Kenya losing Sh100 billion annually on tax exemptions

By John Njiraini

 

Kenya is losing over Sh100 billion annually from a number of tax exemptions, most of which are “unnecessary”, while others fuel corruption.

Economic Secretary Geoffery Mwau said on Tuesday the Treasury would abolish tax exemptions deemed unnecessary and those being abused by unscrupulous traders.

“We are losing Sh100 billion annually from such moves. This is a huge amount. That is why we plan to eliminate some of them,” he said.

Speaking during a forum on Tax Justice, Dr Mwau singled out the removal of tax on maize imports to allow the country replenish maize stocks at the height of a severe shortage in April, stating the move only benefited businessmen involved in the importation business.

During the time, the Government also abolished duty on wheat and removed duties and levies on kerosene.

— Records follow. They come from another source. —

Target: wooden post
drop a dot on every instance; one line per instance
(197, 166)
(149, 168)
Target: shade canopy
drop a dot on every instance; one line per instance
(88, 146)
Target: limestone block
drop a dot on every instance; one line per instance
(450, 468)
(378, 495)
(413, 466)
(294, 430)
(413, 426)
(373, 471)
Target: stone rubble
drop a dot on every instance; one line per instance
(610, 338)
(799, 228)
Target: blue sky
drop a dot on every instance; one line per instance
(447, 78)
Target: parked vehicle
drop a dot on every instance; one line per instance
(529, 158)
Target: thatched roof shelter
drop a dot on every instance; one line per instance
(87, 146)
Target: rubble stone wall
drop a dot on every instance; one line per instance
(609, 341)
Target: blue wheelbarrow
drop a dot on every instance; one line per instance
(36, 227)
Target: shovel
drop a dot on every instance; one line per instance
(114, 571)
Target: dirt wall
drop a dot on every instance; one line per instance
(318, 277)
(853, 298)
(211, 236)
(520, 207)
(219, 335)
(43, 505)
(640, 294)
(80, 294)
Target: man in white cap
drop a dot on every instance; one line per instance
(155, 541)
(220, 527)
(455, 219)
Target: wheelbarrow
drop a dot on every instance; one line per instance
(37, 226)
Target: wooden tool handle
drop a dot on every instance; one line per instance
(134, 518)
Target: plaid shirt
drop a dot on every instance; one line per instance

“When these trades import maize duty free, they do not pass the benefits to Kenyans,” he said.

He also noted that tax incentives granted to investors in the Export Processing Zones (EPZs) have not been beneficial to the country and could be abolished in the near future.

 

Tax governance

 

To encourage investors in the zones, the Government offers a sweetening deal that include a 10-year corporate income tax holiday, a 10-year tax withholding holiday, exemption from value added tax (VAT) and customs import duty on inputs.

“The EPZ exemptions have not benefited us. We think the key to success of the EPZs is not the exemptions but reducing the cost doing business,” he said.

Dr Mwau said the Government is undertaking a complete overhaul of the country’s tax regime to boost revenue collection with the aim of increasing tax ratio to gross domestic product that currently stands at 21 per cent.

VAT, under which most of the tax exemptions have been granted, is in the process of being reformed and a reviewed Draft VAT Bill is waiting tabling in Parliament.

The new law aims to eliminate inefficiencies and ease compliance. Also in the pipelines are plans to harmonise tax regime within the East Africa Community to curb tax invasion including smuggling and diversion of goods destined for exports.

The forum, organised by the East Africa Tax and Governance Network, aims to push for equal sharing of the tax burden.  During the 2010/2011 fiscal year, the Kenya Revenue Authority collected Sh634.9 compared to Sh534.4 billion collected in 2009/2010.